El Señor no nos deja solos en este camino. Está con nosotros; más aún, desea compartir nuestra suerte hasta identificarse con nosotros. En el coloquio que acaba de referirnos el evangelio, dice: “El que come mi carne y bebe mi sangre habita en mí y yo en él” (Jn 6, 56). ¿Cómo no alegrarse por esa promesa? Pero hemos escuchado que, ante aquel primer anuncio, la gente, en vez de alegrarse, comenzó a discutir y a protestar: “¿Cómo puede este darnos a comer su carne?” (Jn 6, 52).
      
En realidad, esta actitud se ha repetido muchas veces a lo largo de la historia. Se podría decir que, en el fondo, la gente no quiere tener a Dios tan cerca, tan a la mano, tan partícipe en sus acontecimientos. La gente quiere que sea grande y, en definitiva, también nosotros queremos que esté más bien lejos de nosotros.
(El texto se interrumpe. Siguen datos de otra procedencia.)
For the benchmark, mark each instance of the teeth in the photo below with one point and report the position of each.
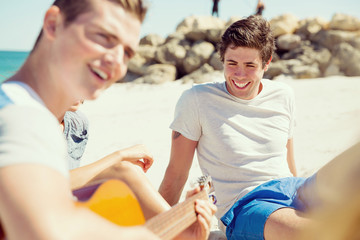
(240, 85)
(101, 74)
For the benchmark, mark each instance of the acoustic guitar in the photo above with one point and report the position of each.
(115, 201)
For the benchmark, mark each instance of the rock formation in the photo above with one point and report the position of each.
(309, 48)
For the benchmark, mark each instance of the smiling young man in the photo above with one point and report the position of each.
(83, 48)
(242, 130)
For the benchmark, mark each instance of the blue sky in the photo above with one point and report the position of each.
(20, 20)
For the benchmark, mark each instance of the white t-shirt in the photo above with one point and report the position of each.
(241, 143)
(29, 132)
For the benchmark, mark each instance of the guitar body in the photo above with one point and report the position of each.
(115, 201)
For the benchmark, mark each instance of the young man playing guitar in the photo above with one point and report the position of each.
(83, 48)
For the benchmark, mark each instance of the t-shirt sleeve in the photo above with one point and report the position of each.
(186, 118)
(31, 135)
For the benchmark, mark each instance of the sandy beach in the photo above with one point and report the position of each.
(328, 116)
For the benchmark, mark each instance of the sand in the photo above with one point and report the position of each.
(328, 117)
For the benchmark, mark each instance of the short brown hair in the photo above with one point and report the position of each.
(251, 32)
(71, 9)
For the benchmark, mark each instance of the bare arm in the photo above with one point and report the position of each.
(137, 155)
(181, 157)
(43, 208)
(290, 157)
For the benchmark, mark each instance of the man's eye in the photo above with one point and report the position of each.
(103, 36)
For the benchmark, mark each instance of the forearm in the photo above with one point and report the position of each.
(290, 157)
(172, 186)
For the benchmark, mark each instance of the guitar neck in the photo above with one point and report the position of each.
(169, 224)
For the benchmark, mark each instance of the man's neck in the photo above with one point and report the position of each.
(36, 74)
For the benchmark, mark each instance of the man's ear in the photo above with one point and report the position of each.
(51, 21)
(267, 64)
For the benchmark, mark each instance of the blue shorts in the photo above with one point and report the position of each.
(246, 218)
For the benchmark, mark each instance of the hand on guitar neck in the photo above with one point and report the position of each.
(114, 201)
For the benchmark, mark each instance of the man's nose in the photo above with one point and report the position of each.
(115, 56)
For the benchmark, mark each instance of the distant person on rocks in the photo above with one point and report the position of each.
(215, 8)
(260, 8)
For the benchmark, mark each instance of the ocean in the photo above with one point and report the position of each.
(10, 62)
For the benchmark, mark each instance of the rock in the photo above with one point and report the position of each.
(288, 41)
(344, 22)
(192, 23)
(215, 61)
(308, 48)
(152, 40)
(284, 24)
(310, 26)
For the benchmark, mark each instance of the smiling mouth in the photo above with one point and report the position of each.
(241, 85)
(100, 74)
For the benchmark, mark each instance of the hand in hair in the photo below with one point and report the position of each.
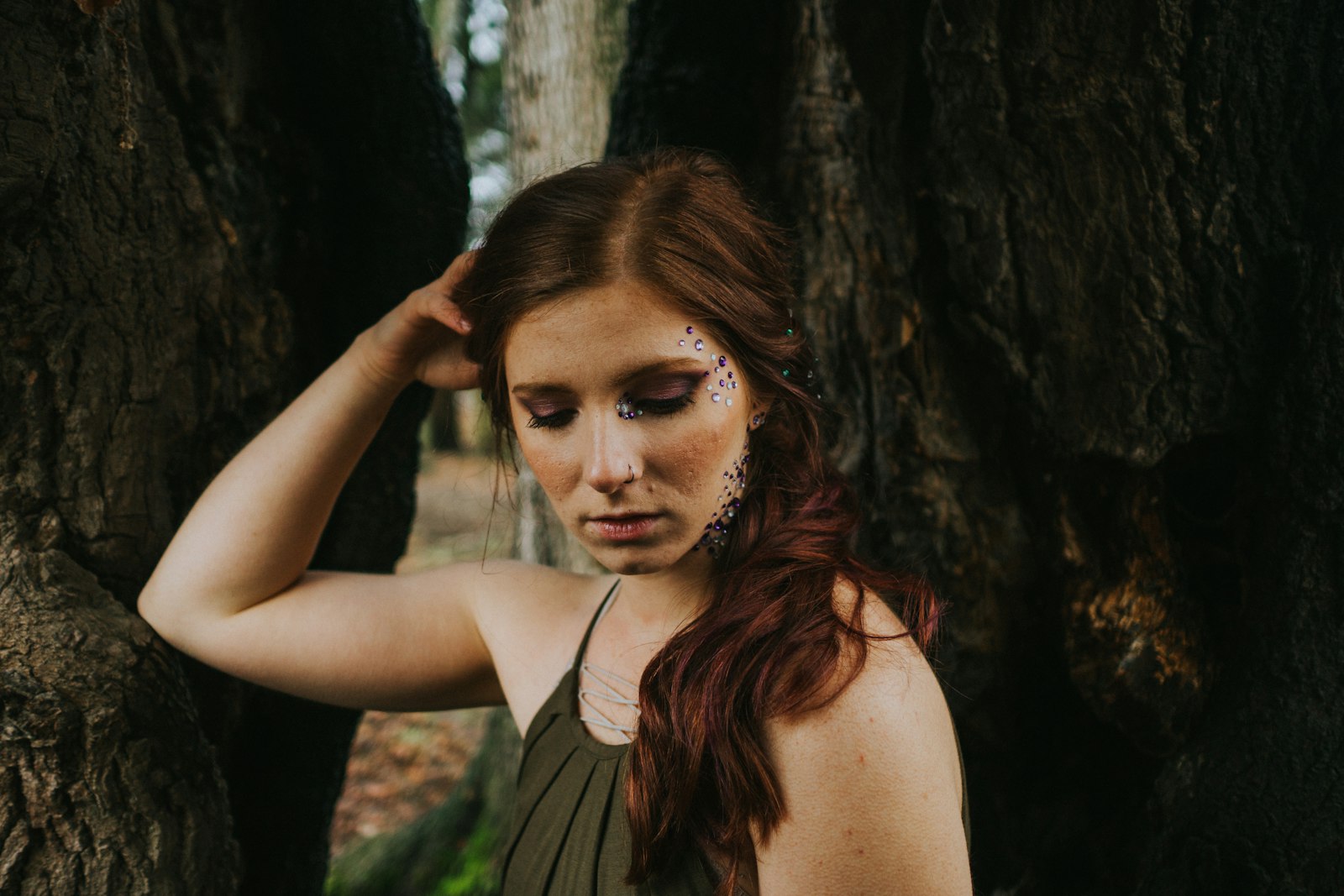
(423, 338)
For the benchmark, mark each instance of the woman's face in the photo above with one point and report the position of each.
(633, 421)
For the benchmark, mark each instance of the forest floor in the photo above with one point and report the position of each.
(405, 763)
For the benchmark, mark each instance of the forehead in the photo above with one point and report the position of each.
(597, 329)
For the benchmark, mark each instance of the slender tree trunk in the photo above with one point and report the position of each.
(559, 73)
(1074, 271)
(199, 207)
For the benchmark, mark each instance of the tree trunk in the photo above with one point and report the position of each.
(199, 208)
(1074, 273)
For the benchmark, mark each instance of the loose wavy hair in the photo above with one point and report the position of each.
(772, 641)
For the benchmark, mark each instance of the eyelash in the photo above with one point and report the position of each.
(649, 405)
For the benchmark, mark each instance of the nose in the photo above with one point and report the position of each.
(612, 454)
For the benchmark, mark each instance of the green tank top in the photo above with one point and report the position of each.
(570, 832)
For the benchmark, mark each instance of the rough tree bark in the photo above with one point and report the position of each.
(1074, 270)
(199, 207)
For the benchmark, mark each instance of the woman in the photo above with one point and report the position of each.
(628, 324)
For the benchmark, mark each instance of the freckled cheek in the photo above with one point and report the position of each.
(555, 469)
(696, 465)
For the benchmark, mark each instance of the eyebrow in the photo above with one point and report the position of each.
(678, 364)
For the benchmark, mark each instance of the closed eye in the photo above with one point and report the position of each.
(548, 421)
(664, 405)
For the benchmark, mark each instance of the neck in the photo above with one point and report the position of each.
(662, 602)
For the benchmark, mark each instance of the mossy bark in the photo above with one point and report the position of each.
(199, 207)
(1075, 273)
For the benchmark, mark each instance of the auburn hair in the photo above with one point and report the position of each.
(772, 641)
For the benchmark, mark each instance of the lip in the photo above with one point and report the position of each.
(622, 527)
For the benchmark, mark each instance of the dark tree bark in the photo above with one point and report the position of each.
(199, 207)
(1074, 271)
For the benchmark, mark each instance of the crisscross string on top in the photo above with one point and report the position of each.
(605, 688)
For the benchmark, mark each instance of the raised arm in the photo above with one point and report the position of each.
(233, 589)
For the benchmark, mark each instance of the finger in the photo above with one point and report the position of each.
(459, 269)
(447, 312)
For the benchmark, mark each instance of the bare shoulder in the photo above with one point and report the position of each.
(531, 620)
(871, 781)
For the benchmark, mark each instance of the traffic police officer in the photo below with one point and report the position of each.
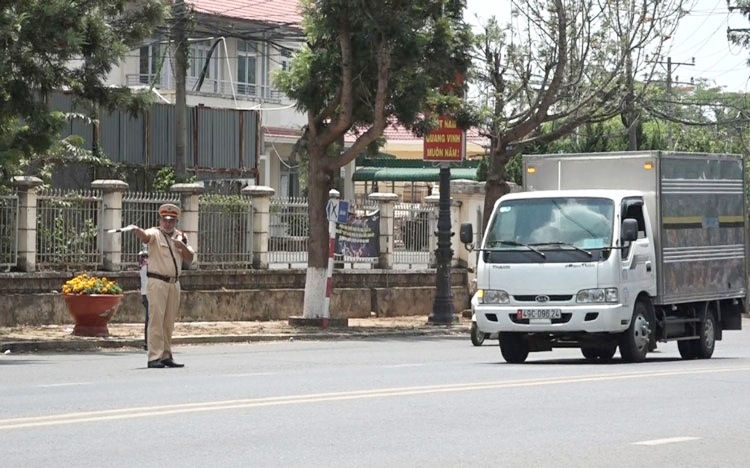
(168, 248)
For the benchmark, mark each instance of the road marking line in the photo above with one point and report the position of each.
(151, 411)
(253, 374)
(670, 440)
(71, 384)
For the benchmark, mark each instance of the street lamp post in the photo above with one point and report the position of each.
(442, 309)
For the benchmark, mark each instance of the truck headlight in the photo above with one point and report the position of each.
(492, 296)
(598, 295)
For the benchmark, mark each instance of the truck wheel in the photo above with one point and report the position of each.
(477, 337)
(514, 347)
(704, 346)
(635, 341)
(599, 354)
(688, 349)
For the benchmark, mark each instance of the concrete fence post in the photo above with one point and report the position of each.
(112, 191)
(387, 206)
(190, 203)
(26, 187)
(260, 197)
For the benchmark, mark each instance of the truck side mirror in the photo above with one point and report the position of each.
(467, 235)
(629, 230)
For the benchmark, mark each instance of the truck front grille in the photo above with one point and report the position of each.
(565, 318)
(552, 297)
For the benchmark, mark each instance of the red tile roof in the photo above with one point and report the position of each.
(272, 11)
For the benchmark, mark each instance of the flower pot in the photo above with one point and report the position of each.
(92, 312)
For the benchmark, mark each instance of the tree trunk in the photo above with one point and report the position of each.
(317, 247)
(496, 185)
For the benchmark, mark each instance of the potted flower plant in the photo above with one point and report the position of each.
(91, 301)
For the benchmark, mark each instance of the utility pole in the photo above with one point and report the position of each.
(179, 16)
(632, 117)
(670, 101)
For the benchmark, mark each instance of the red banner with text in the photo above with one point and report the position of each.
(447, 143)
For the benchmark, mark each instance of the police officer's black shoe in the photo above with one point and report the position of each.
(169, 362)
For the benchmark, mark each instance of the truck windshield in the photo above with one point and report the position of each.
(552, 223)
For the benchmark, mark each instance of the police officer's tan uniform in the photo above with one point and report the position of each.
(165, 261)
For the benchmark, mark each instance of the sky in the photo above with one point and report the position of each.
(702, 34)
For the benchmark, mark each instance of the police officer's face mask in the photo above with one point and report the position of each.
(168, 224)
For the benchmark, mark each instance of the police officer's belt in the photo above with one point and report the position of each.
(165, 278)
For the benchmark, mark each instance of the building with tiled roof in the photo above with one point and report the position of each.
(235, 47)
(266, 11)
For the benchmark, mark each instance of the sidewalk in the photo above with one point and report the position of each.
(51, 338)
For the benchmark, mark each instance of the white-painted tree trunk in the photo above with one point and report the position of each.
(315, 292)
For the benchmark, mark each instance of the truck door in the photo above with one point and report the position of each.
(638, 268)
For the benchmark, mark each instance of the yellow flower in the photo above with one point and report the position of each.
(85, 284)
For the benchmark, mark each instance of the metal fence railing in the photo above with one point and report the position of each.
(411, 234)
(141, 209)
(70, 236)
(289, 229)
(225, 224)
(68, 230)
(8, 231)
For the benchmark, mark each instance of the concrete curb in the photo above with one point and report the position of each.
(91, 344)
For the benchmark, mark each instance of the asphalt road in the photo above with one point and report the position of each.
(411, 402)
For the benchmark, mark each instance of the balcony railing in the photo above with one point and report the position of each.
(212, 87)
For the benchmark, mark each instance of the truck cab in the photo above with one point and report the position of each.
(598, 268)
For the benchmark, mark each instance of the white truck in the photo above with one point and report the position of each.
(621, 249)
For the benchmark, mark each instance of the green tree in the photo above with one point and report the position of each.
(56, 45)
(560, 64)
(364, 65)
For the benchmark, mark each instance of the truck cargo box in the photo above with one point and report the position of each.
(696, 203)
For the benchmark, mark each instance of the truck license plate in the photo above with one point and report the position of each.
(533, 314)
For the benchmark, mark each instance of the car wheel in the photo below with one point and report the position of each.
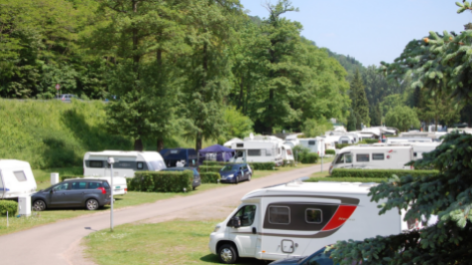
(39, 205)
(227, 254)
(92, 204)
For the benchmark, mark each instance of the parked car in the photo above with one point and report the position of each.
(88, 193)
(67, 97)
(196, 175)
(320, 257)
(234, 173)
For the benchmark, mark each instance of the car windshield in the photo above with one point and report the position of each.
(230, 167)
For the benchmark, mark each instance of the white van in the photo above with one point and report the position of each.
(373, 157)
(296, 219)
(126, 163)
(315, 145)
(259, 149)
(16, 179)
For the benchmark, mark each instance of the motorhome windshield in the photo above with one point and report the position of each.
(230, 167)
(156, 165)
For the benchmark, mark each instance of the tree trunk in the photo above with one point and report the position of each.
(160, 144)
(138, 145)
(198, 142)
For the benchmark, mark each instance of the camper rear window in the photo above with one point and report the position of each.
(378, 157)
(279, 215)
(362, 158)
(313, 216)
(20, 176)
(95, 163)
(254, 152)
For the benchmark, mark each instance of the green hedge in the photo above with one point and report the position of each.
(378, 180)
(379, 173)
(206, 169)
(209, 177)
(263, 166)
(161, 181)
(330, 152)
(10, 206)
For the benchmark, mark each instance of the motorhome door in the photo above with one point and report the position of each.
(245, 233)
(344, 160)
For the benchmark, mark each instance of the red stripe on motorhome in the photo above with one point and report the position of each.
(340, 217)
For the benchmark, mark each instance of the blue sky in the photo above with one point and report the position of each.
(371, 31)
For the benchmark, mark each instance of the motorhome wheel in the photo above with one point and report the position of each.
(39, 205)
(227, 254)
(92, 204)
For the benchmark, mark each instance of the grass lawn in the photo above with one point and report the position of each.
(131, 199)
(174, 242)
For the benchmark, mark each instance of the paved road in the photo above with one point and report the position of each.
(59, 243)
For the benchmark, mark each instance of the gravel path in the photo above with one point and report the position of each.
(59, 243)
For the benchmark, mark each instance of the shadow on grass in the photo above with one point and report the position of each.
(211, 258)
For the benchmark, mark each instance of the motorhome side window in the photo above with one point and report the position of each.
(313, 216)
(279, 215)
(246, 214)
(20, 176)
(378, 156)
(362, 158)
(253, 152)
(96, 163)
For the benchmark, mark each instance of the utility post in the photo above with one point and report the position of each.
(111, 161)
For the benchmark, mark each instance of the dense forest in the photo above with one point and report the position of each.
(202, 69)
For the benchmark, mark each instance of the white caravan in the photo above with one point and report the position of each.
(315, 145)
(259, 149)
(296, 219)
(16, 179)
(373, 157)
(126, 163)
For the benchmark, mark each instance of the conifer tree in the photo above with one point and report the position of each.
(359, 102)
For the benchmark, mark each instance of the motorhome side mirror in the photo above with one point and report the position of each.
(235, 222)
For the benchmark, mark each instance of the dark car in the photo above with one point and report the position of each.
(196, 175)
(320, 257)
(234, 173)
(88, 193)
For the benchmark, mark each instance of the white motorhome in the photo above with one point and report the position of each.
(373, 157)
(259, 149)
(315, 145)
(16, 179)
(126, 163)
(296, 219)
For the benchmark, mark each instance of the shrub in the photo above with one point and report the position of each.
(10, 206)
(379, 173)
(263, 166)
(162, 181)
(310, 158)
(288, 163)
(205, 169)
(330, 152)
(210, 177)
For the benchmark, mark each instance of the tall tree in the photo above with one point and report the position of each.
(359, 102)
(207, 68)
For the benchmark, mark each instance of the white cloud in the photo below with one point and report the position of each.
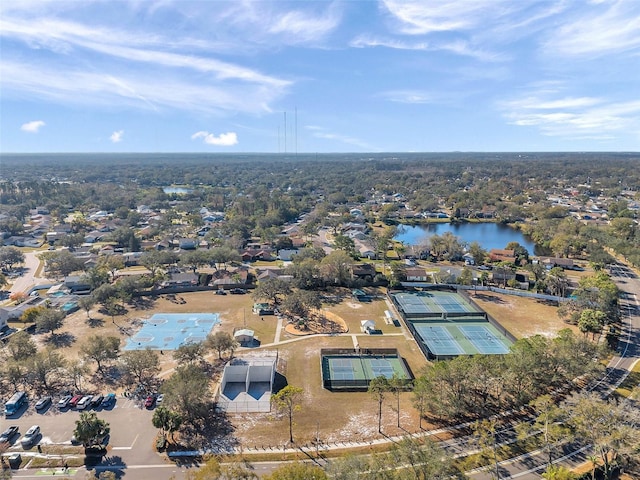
(409, 96)
(223, 140)
(605, 28)
(304, 26)
(459, 47)
(418, 17)
(322, 133)
(79, 86)
(116, 137)
(32, 127)
(574, 117)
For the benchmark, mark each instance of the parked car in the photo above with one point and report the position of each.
(43, 403)
(84, 402)
(64, 401)
(9, 433)
(109, 399)
(30, 437)
(150, 401)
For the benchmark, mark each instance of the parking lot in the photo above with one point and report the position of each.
(130, 424)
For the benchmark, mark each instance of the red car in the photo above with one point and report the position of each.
(150, 401)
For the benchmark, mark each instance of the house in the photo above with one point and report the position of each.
(181, 279)
(364, 271)
(551, 262)
(262, 309)
(366, 252)
(187, 244)
(502, 255)
(417, 274)
(286, 254)
(77, 284)
(244, 336)
(252, 255)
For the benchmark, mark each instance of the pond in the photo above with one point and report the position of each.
(489, 235)
(177, 190)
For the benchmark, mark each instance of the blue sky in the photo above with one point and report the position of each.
(350, 76)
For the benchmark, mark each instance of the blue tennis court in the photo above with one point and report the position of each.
(433, 302)
(483, 339)
(438, 340)
(167, 331)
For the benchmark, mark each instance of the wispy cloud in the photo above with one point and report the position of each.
(223, 140)
(574, 117)
(32, 127)
(409, 96)
(137, 91)
(417, 17)
(304, 26)
(322, 133)
(116, 137)
(604, 28)
(458, 47)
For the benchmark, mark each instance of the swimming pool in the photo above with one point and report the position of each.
(167, 331)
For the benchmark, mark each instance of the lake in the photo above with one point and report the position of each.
(177, 190)
(488, 235)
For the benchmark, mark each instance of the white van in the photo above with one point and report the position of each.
(84, 402)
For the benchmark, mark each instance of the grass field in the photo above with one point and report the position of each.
(521, 316)
(335, 416)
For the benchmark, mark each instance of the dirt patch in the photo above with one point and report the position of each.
(522, 316)
(325, 322)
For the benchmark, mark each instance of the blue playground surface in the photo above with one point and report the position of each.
(167, 331)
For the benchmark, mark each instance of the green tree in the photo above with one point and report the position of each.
(287, 402)
(336, 268)
(101, 349)
(478, 253)
(10, 256)
(49, 320)
(272, 289)
(612, 429)
(591, 321)
(558, 472)
(86, 303)
(485, 433)
(21, 346)
(140, 366)
(396, 386)
(421, 395)
(45, 368)
(166, 420)
(378, 389)
(187, 391)
(548, 420)
(90, 430)
(30, 315)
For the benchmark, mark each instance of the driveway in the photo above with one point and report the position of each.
(28, 278)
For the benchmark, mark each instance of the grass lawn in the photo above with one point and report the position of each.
(335, 416)
(521, 316)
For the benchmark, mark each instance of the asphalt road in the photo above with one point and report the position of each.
(530, 466)
(131, 445)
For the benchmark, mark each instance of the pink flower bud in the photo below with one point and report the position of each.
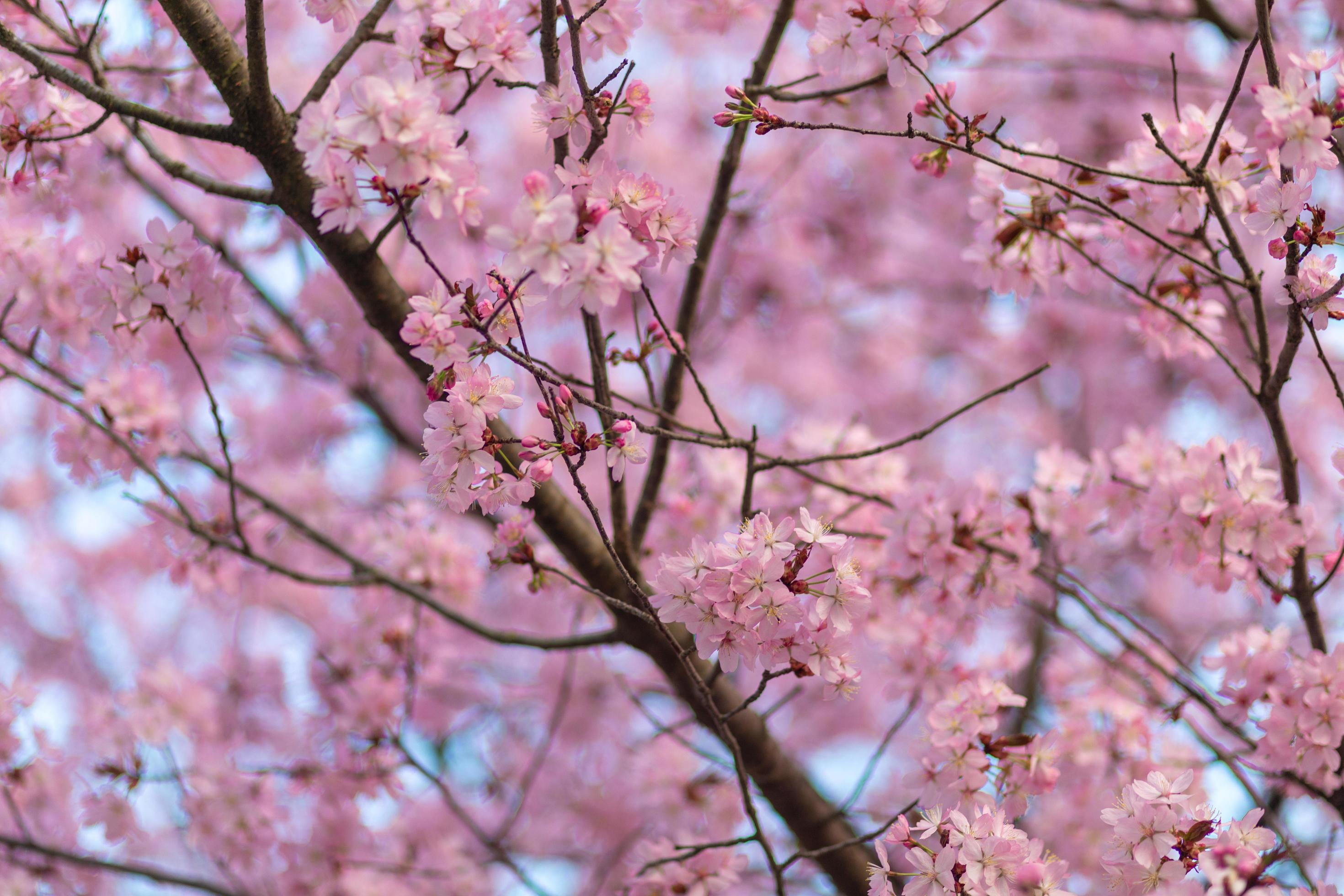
(1031, 874)
(537, 185)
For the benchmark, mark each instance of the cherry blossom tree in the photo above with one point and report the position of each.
(715, 447)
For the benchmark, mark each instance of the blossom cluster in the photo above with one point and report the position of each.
(463, 456)
(1160, 835)
(1296, 124)
(1213, 510)
(964, 755)
(170, 276)
(964, 551)
(711, 871)
(754, 601)
(977, 855)
(587, 242)
(479, 35)
(874, 34)
(32, 109)
(394, 145)
(1304, 696)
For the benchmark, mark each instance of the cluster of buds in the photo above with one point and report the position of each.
(1317, 235)
(742, 108)
(655, 338)
(621, 441)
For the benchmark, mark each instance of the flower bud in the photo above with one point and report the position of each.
(537, 185)
(1031, 875)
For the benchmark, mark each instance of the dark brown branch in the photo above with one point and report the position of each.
(688, 307)
(129, 869)
(907, 440)
(363, 32)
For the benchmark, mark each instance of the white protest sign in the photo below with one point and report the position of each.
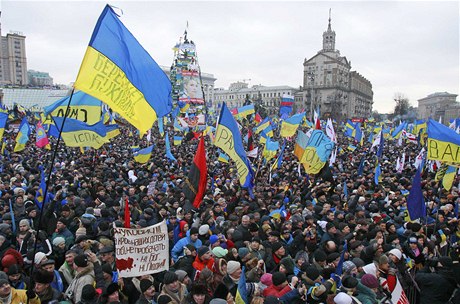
(141, 251)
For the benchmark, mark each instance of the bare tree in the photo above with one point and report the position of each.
(402, 104)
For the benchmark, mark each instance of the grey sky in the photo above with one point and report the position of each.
(408, 47)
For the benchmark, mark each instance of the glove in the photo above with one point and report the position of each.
(337, 279)
(31, 293)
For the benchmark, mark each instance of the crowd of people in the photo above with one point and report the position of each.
(299, 239)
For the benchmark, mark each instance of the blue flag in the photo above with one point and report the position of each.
(415, 202)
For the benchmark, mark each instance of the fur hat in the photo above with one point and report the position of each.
(233, 266)
(43, 276)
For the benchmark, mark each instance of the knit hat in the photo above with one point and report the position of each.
(342, 298)
(266, 279)
(219, 252)
(242, 252)
(278, 278)
(43, 276)
(203, 230)
(233, 266)
(348, 266)
(181, 274)
(349, 282)
(58, 241)
(213, 239)
(276, 246)
(202, 251)
(370, 281)
(170, 277)
(312, 272)
(81, 260)
(193, 230)
(145, 284)
(3, 278)
(39, 257)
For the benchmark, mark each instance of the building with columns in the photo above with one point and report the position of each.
(267, 98)
(330, 85)
(13, 61)
(439, 104)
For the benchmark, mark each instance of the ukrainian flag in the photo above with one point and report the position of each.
(82, 107)
(263, 125)
(118, 70)
(290, 125)
(112, 131)
(78, 134)
(143, 156)
(3, 120)
(23, 135)
(223, 158)
(449, 177)
(177, 140)
(228, 138)
(443, 143)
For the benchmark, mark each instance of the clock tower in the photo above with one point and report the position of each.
(329, 37)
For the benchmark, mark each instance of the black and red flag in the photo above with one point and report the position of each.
(195, 183)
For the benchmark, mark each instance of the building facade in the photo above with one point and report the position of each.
(330, 85)
(13, 60)
(439, 104)
(39, 79)
(266, 98)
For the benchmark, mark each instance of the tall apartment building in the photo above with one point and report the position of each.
(13, 60)
(330, 84)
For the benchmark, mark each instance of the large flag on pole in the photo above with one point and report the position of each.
(228, 138)
(195, 184)
(118, 70)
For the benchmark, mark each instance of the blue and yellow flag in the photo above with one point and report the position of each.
(3, 120)
(143, 156)
(290, 125)
(117, 70)
(76, 133)
(168, 149)
(23, 135)
(82, 107)
(177, 140)
(228, 138)
(443, 143)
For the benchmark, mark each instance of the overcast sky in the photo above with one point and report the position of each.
(407, 47)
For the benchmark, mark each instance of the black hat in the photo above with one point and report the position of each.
(145, 284)
(88, 292)
(43, 276)
(106, 249)
(198, 289)
(81, 260)
(81, 238)
(193, 230)
(349, 282)
(112, 288)
(276, 246)
(107, 269)
(170, 277)
(278, 278)
(164, 299)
Entonces, se plantean cuestiones que quieren demostrar, al final, que esa cercanía sería imposible. Pero son muy claras las palabras que Cristo pronunció en esa circunstancia:Os aseguro que si no coméis la carne del Hijo del hombre y no bebéis su sangre no tenéis vida en vosotros” (Jn6, 53). Realmente, tenemos necesidad de un Dios cercano (...).